Dynamic thermo-mechanical properties of evaporated TiNi shape memory thin film

Abstract

The shape recovery and re-deflection responses of shape memory alloy (SMA) thin film to thermal cycles were investigated using the bulge method. It was deposited by flash evaporation and had a nominal composition of 50 at.% Ti–50 at.% Ni and a thickness of about 6 μm. After being released from silicon substrates and undergoing vacuum-annealing to obtain memorisation of an initial flat shape, it was deformed into a cap shape of 5 mm in diameter by pressurisation at 400 kPa. Then, by applying 100 ms voltage pulses, its initial shape was recovered by resistive heating at various energies. During these shape recovery and re-deflection cycles, change in displacement with time was measured continuously using a laser displacement meter. The thin film exhibited shape recovery at energies for heating of more than 1 J due to reverse martensitic transformation.

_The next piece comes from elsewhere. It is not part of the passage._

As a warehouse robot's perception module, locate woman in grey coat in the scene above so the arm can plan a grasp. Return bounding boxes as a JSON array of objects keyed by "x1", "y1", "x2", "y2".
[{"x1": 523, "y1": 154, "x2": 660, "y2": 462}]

Displacement due to shape recovery increased with increasing energy for heating, reaching saturation at around 100 μm at energies of more than 2 J. After heating was completed, the thin film deflected again due to martensitic transformation under pressure. The period for each shape recovery and re-deflection cycle was about 600 ms at an energy of 2.1 J. It exhibited stable shape recovery and re-deflection properties at up to 1000 cycles, which was the maximum number of thermal cycles tested. Finally, the pumping pressures and flow rates which might be expected with such an SMA micropump were also roughly estimated.